The first question is whether the associated costs of dealing with the euro can be capitalised. This is a hoary old issue and no FD can be surprised that the UITF has stopped that one. Costs can only be capitalised if they give rise to assets and the consensus from the great and the good is that costs such as staff training, modifying software and giving information to customers will not create future economic benefits and therefore they should be written off to the profit & loss account.

The UITF has left open a tiny window: if by spending the cash there is an enhancement of economic benefit by extending the service potential of the asset then that can go on the balance sheet. But FDs will have to work hard to get that one past a half-decent auditor. This is one problem that can largely be solved by disclosure. The abstract encourages companies to spell out the cost in detail and suggests that there may be circumstances where the cost is defined as “exceptional”. The final point on accounting for the costs is that the UITF is insisting that, to be consistent with FRED 14: Accounting for provisions and contingencies, the costs should be recognised in the year in which the work is carried out and no provision should be made for estimated future costs. In other words, no opportunity for a little smoothing.

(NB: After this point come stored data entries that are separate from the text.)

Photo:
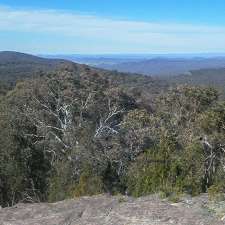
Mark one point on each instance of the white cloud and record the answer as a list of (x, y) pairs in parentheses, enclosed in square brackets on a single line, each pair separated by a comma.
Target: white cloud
[(113, 35)]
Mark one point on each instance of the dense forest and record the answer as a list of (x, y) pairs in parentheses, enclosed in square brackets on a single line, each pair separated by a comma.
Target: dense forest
[(74, 130)]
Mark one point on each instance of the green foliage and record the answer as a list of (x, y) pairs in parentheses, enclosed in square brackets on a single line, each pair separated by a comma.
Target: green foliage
[(130, 136), (168, 170), (216, 192), (89, 184)]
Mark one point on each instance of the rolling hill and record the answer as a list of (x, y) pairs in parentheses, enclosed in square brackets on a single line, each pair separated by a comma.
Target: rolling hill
[(166, 66), (15, 66)]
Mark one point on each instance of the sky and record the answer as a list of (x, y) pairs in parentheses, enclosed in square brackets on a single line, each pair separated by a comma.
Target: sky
[(112, 26)]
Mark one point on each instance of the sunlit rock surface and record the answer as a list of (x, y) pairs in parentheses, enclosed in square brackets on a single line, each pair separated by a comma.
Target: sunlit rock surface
[(119, 210)]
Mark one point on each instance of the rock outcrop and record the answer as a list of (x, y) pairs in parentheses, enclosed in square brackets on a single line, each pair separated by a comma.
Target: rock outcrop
[(109, 210)]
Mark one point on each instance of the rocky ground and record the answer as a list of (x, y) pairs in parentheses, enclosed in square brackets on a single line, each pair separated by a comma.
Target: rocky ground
[(117, 210)]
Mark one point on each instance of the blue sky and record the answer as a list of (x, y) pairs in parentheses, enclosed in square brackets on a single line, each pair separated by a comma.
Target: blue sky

Nor can FDs use the euro as an opportunity to clean up their reserves. Over the years, most companies will have recognised cumulative foreign exchange translation differences. Locking national currencies will mean those differences are also locked. Translation differences arise when different rates are used at different balance sheet dates to translate the financial statements of foreign entities. These translation differences are taken to reserves and reported in the statement of total recognised gains and losses. And there, says the UITF, they will stay. FRS 3 is clear that the same gains and losses cannot be recognised twice therefore exchange differences must remain in reserves and must not be recycled through the profit & loss account.

The most arcane element of the abstract is the treatment of anticipatory hedges when the euro comes into being. In a way, the hedging question is the mirror image of the foreign currency problem. Foreign exchange contracts – and other financial instruments – are often used to hedge the currency risk. Of course, a major reason for the euro is to kill this exchange risk but in the run-up to, and early years of, the euro these contracts will be in use and unwinding. The UITF advice is simple: carry on as normal. In the absence of an accounting standard for anticipatory hedges, most companies with such instruments have an accounting policy of deferring gains and losses and recognising them in the profit & loss account in the same period as the related income or expense being hedged. The euro has no impact on such an accounting treatment and so gains and losses should continue to be deferred.

It is perhaps not surprising that the abstract published in March is in line with the approach adopted by the International Accounting Standards Committee. Its Standing Interpretations Committee echoes the thinking of the ASB’s UITF – bad news for any FD who thought there might be room for a little standards interpretation arbitrage.

While FDs in some sectors, notably retail, have made great strides in making sure their companies are fit to deal with the euro, many others have not accomplished nearly so much. The impact of the change will be massive, psychologically as well as financially. Whether the information is published in sterling or euros, FDs now have the advice they need to ensure the costs are clearly and consistently accounted for.